In the aftermath of accusations that former national security advisor Susan Rice tried to “unmask” the identities of members of the Trump transition team, the concept of “unmasking” has been all over the news.
“Unmasking” is a term used by the intelligence community that means revealing the identity of someone on a monitored communication.
The intelligence community frequently monitors the correspondence of foreign actors — such as businessmen, or ambassadors — operating on US soil. If the monitored foreign actor is speaking with a US citizen, the US citizen’s name will be “masked” on the report or transcript to protect his or her identity.

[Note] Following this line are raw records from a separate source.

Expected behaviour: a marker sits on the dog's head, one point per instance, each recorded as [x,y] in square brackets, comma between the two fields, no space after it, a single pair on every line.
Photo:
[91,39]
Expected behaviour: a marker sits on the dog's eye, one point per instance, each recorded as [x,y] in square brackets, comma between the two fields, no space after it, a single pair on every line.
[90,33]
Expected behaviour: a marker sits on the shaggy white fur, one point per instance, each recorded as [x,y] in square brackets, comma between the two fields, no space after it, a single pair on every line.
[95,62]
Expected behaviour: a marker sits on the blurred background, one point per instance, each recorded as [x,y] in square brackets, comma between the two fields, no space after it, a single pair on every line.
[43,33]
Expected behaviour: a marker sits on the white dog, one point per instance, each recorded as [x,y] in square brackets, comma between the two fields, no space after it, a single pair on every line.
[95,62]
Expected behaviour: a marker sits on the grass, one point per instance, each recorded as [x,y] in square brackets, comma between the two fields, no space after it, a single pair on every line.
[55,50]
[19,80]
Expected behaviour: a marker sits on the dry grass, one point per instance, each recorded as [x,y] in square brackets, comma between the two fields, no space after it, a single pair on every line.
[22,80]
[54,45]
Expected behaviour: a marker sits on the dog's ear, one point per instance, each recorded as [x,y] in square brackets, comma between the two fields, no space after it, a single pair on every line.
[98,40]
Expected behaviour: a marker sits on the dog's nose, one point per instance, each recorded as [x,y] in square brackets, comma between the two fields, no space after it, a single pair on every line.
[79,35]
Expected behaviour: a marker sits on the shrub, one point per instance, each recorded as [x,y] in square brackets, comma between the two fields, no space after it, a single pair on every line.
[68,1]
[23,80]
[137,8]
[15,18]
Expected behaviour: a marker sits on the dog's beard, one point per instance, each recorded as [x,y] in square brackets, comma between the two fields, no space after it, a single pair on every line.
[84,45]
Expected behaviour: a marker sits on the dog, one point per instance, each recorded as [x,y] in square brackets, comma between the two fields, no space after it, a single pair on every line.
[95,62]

The report or transcript would list the “masked” person with some kind of generic descriptor like “Person 1.” In this way, Person 1’s correspondence would have been “incidentally collected,” meaning he or she wasn’t targeted but some of their communications were collected because the person that he or she was speaking to was targeted. “Incidental collection” is reportedly how Trump officials’ communications were collected during the transition.
The foreign actor being monitored does not need to be the subject of an investigation to be surveilled, nor does Person 1. However, if a member of the intelligence community decides they need more information on the intelligence reports he or she is receiving about the foreign actor, that person can request an “unmask” of Person 1. This does not mean Person 1 has committed a crime or is the target of an investigation, although Person 1 could also be unmasked if it was discovered that he or she had committed a crime.
“Unmasking” occurs when intelligence officials need more context about the surveillance on a foreign actor to make sense of the information they have received.
In the case of former national security advisor Michael Flynn, the National Security Agency was surveilling Russian ambassador Sergey Kislyak. When they overheard him speaking to a “masked” individual about lifting Russian sanctions, the intelligence official (it is unknown who requested his unmasking or who leaked his name) would have likely wanted to know if Kislyak was speaking to a friend who had no connection to the topic, or if he was speaking to someone like Flynn, with a political position. The intelligence officials therefore needed Flynn’s name “unmasked” to decide whether they should investigate that correspondence.
Unmasking itself is not illegal. However, leaking an unmasked name to anyone is illegal.
The Republicans have put pressure on the NSA and FBI to determine who leaked the identity of Michael Flynn, who resigned shortly after his name was leaked.